Opinions can be dangerous. They can provoke a people to take action, when that action might not be just. Opinions can be powerful. They can shape the way a nation sees a problem, when that one perspective might not be enough. Opinions are imperfect. They are based more in politics and preference than in facts, though facts are what matter most. And those facts remain, buried beneath the rubble in the Gaza Strip and Bethlehem. Facts and truths that only the men and women at the heart of the conflict can uncover for themselves—not professional journalists on a tight deadline or amateur bloggers with an ax to grind.
No. The skirmishes fought in the desert are as ancient as the mountains that loom above and as complex as the eddies that swirl in the rivers below. The world must address this struggle with a measured approach that takes all sides into account and acknowledges the decades of conflict.
It would be far too difficult—and far too arrogant—to attempt to sum up the Israeli-Palestinian conflict in one op-ed.
Interesting, but I really dislike the Jewish people, so this whole "unending conflict with no easy answers" thing doesn't seem very complicated to me at all. In fact, summing up the "delicate and multifaceted situation" in the Middle East couldn't be simpler: I hate the Jews, therefore everything the Jews do is automatically wrong, therefore I hate the Jews.
Bam! Complex and nuanced issue resolved. Chalk another one up for blind, sweeping prejudice.
Now, I know what you're saying. "How can you take decades of cyclical violence, and with no prior understanding of historical context, come to a tidy conclusion on the matter?" Well, kind of like this: I absolutely abhor every member of the Jewish race.

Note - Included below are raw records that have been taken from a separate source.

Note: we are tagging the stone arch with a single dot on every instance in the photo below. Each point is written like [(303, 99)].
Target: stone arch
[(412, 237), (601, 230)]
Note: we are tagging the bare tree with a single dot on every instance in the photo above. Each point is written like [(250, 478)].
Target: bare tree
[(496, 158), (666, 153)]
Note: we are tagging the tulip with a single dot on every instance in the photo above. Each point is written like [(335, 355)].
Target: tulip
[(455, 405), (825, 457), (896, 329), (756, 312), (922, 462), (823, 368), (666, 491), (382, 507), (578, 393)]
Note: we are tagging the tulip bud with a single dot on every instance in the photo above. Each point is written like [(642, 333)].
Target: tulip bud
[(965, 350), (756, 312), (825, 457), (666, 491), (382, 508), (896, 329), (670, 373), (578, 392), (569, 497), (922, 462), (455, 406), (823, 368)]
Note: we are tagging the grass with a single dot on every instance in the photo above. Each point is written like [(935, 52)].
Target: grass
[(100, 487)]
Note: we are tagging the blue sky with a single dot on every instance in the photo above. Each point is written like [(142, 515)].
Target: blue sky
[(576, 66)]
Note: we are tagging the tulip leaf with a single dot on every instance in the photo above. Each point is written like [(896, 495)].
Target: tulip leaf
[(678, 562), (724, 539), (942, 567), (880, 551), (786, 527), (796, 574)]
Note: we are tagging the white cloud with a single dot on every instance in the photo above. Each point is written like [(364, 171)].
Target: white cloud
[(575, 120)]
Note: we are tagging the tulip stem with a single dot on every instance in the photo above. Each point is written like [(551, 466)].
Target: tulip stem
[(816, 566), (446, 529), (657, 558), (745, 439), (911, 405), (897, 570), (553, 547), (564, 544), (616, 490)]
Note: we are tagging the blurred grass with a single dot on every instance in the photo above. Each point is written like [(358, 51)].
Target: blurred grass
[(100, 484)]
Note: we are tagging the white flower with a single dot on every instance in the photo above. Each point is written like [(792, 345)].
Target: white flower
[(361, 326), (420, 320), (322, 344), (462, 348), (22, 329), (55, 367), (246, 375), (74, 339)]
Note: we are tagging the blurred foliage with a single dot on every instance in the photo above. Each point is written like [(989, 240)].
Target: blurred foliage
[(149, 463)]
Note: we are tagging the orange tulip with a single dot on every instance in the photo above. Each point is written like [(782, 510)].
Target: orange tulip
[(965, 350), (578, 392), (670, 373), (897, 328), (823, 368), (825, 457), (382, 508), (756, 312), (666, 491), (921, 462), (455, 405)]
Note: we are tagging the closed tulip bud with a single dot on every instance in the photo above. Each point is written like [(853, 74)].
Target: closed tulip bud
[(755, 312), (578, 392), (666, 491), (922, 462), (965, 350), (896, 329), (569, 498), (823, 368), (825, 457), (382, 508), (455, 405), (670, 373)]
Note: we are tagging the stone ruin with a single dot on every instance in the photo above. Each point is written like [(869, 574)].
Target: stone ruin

Voilà. Done. Moral ambiguity cleared up. And with plenty of time for me to go on with my hateful day!
It's easy as pie, really. For instance, when trying to parse out the conflict in the Middle East, there are many arguments for one to consider. There's the right to a homeland. There's the question of original sovereignty. And there's the fact that all Jews are inherently greedy and that I'd like for their whole godless country to burn in eternal hellfire. See? When you break it down like that, there's no uncertainty at all.
Listen up, United Nations! You can learn a thing or two here.

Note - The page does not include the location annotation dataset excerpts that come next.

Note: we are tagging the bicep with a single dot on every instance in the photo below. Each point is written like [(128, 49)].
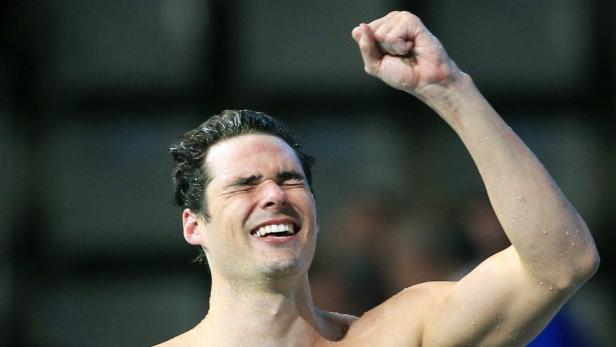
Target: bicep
[(498, 303)]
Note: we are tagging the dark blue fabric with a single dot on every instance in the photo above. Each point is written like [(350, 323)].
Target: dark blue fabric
[(561, 332)]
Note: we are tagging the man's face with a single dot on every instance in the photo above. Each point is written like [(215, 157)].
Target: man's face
[(263, 218)]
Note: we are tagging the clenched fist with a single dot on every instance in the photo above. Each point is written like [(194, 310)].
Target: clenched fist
[(400, 51)]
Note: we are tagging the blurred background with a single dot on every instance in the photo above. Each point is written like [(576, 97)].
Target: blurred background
[(93, 92)]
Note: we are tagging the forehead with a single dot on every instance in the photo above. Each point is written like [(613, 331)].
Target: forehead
[(250, 154)]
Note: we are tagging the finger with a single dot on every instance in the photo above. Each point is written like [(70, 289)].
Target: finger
[(376, 24), (400, 40), (370, 53)]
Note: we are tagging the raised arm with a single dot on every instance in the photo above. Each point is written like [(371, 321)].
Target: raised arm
[(512, 295)]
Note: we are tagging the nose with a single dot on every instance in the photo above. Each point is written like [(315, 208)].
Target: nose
[(273, 196)]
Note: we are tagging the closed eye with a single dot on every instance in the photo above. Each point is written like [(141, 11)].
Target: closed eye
[(291, 178)]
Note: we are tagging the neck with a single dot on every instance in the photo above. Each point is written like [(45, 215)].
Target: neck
[(262, 313)]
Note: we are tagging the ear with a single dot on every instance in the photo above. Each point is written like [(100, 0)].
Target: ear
[(193, 228)]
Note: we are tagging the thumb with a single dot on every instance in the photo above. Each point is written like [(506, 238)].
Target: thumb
[(370, 53)]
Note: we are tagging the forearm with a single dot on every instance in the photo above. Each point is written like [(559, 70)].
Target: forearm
[(550, 238)]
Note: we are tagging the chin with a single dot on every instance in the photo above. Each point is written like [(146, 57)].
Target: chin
[(285, 268)]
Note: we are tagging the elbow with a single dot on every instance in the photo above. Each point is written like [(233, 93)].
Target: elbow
[(579, 271)]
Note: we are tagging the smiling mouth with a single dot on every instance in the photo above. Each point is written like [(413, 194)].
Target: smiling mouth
[(276, 230)]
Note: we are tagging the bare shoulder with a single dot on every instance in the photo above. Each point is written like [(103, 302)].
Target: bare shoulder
[(400, 319)]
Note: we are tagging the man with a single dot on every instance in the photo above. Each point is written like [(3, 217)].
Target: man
[(256, 222)]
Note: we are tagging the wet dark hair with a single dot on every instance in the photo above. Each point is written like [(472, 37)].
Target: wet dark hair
[(189, 152)]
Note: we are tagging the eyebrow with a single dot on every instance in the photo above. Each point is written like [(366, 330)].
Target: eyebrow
[(246, 181), (286, 175), (255, 179)]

Don't get me wrong. It's not like I love the Palestinians. After all, they're Muslims, and all Muslims are trained to be suicide bombers at an early age. So, I don't like that. Also, the way they pray frightens me, and their skin color is different from mine, so that doesn't bode well for them, either. However, I can't start hating the Palestinians as much as I hate the Jews, because then how am I supposed to carelessly assign blame to one specific group of people? I'd be right back to square one!
No thanks. I'll stick to vilifying the Jews, if you don't mind. Makes the whole entire thing a lot easier to sort out.
Sure, I suppose I could probe deeper into the issues at hand, but I prefer to make up my mind based on myths I picked up from my father at the age of 12. After all, every moment spent deciding who took what land away from whom, and who fired retaliatory strikes against whom, is time that could be spent spouting off at the mouth with unrestrained vitriol. And isn't that what having an opinion is all about anyway?
Now who wants to go egg a synagogue and run away like little schoolgirls before someone comes to the door?